Tier 2 and Tier 3 suppliers in the Battery Belt, generally, do not. Most of the small and mid-sized supplier manufacturers I work with have no formal internal academy, no skills-mapping framework, no succession plan beyond "who's next in line." They rely on external hiring to fill every gap. Which means when a Tier 1 OEM opens a facility nearby and starts recruiting, the supplier gets picked clean — and has to start external hiring all over again, at premium rates, with 5-to-9 month ramps.

The NIST Manufacturing Extension Partnership exists specifically to help small and medium manufacturers close this gap.
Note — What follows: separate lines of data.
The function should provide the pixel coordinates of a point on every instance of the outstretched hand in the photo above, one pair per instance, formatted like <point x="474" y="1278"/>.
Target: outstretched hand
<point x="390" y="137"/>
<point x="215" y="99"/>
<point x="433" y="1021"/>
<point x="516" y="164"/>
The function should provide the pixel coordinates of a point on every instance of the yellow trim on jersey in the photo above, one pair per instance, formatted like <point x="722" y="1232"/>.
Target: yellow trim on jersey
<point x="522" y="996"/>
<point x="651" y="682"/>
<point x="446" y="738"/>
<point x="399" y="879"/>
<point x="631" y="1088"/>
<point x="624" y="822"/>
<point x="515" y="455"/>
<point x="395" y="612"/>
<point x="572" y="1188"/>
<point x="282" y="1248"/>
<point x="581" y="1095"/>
Their MEP centers in every state — including NC Manufacturing Extension Partnership and SC MEP — offer skills gap analysis, customized training design, and apprenticeship program support at a fraction of what it would cost to build it in-house. Most suppliers in this corridor are not using them.
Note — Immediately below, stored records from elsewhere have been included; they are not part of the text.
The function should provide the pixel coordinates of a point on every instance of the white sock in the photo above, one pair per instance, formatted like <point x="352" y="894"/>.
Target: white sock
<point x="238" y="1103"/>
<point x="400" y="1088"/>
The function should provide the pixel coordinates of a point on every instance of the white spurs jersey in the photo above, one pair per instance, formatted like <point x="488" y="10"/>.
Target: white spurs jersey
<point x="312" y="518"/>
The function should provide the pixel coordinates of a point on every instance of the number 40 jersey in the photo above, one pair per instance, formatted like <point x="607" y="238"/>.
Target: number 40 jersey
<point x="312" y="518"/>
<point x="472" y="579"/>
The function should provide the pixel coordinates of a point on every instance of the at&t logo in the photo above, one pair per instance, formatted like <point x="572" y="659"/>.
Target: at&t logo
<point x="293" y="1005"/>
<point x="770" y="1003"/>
If you are running a supplier manufacturer or a smaller plant, four things matter more than your next hire:

One. Do a skills gap analysis on your current workforce. Not job descriptions — actual capabilities against the capabilities your business will need in three years. The gap between where your people are and where your plant needs to go is the real succession plan.

Two. Build position journeys, not job openings. Map the path from production associate to maintenance technician to quality lead to supervisor to area manager. Put time-in-role expectations on it. Put required certifications on it. Put the internal training on it. People stay when they can see where they are going.
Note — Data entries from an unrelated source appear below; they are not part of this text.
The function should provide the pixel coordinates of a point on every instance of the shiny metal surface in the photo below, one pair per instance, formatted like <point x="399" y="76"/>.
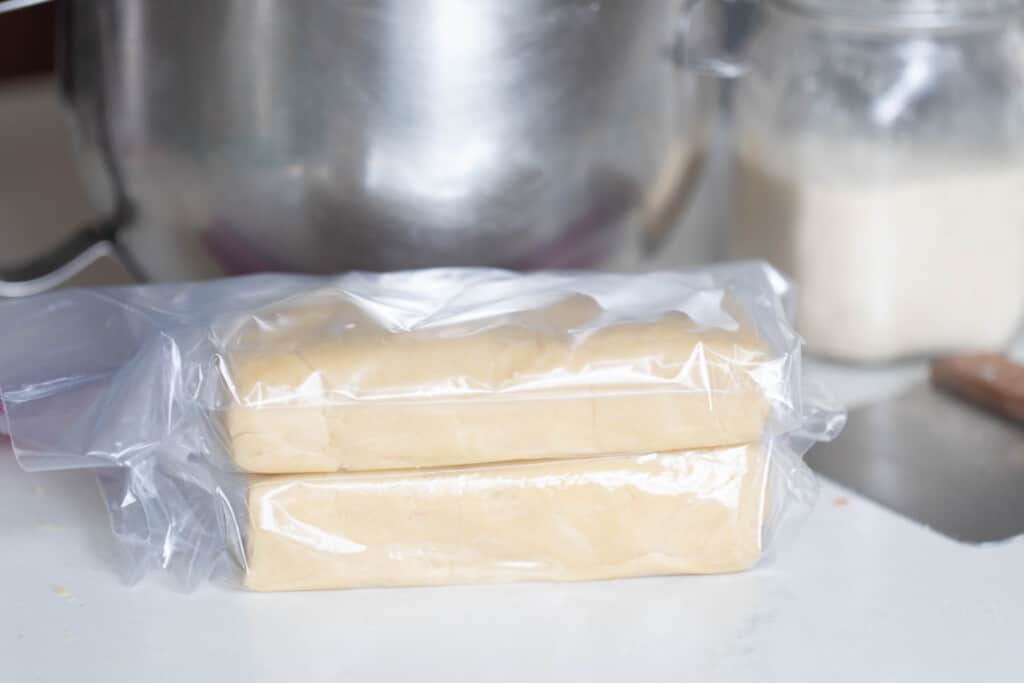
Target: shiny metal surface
<point x="322" y="135"/>
<point x="934" y="459"/>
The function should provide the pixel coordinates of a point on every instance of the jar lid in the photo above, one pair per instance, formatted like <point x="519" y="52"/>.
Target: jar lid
<point x="907" y="13"/>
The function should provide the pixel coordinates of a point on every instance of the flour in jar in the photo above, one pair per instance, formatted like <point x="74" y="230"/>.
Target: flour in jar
<point x="905" y="259"/>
Three. Partner with the external pipeline instead of competing against it. FAME chapters, apprenticeships, community college customized training — these are cheaper and more durable than external hiring. Your NC or SC MEP center will help you set it up.

Four. Do it before you need it. The companies that built internal academies during the slow years are the ones hitting their hiring targets now. The ones still treating training as a cost center are the ones running workarounds on the floor six months after go-live.

Three Things to Do With This Before Your Next Hire

Screen the pipeline, not just the payroll. When you evaluate a market, ask how many people are completing aligned programs at community colleges and technical schools annually. Ask what percentage stay in-state after graduation. Ask which employers are already consuming that pipeline. The state-level headcount number you see in press releases tells you less than the annual completion count at the three nearest technical colleges.

Understand whether you are competing for fresh talent or poached talent. If your market is an absorber, your competitive benchmark is other employers in the region. If your market is an exporter, your competitive benchmark is whatever state is paying the most to relocate graduates from your state's institutions. These require different comp strategies.

Build the relationship with the pipeline before you need the hire. readySC, the NC Community College System, Georgia Quick Start, and the Tennessee Valley Industrial Consortium are all actively running pre-hire training programs. Every Battery Belt facility that successfully scaled in the past three years started the workforce conversation before groundbreaking, not after. The ones that did not are the ones running workarounds on the floor six months after go-live.

Grow the talent you already have. The external pipeline is finite. Your internal pipeline is not. Companies with structured internal development programs outlast companies that treat hiring as the entire talent strategy. If your facility does not have an academy, a skills map, or a succession plan beyond the org chart, that is the next project.

One Final Thought

The Battery Belt is not running out of announcements. It is running out of the structured path between announcement and running plant. The pipeline data is telling us which states have built that path and which states still think a tax credit is enough. The companies that will win this decade are the ones that understand external pipeline and internal development are the same problem — and they are hiring, training, and retaining in parallel.

Pay attention to flow, not stock. Headcount tells you where manufacturing used to be. Pipeline — external and internal — tells you where it is going to work.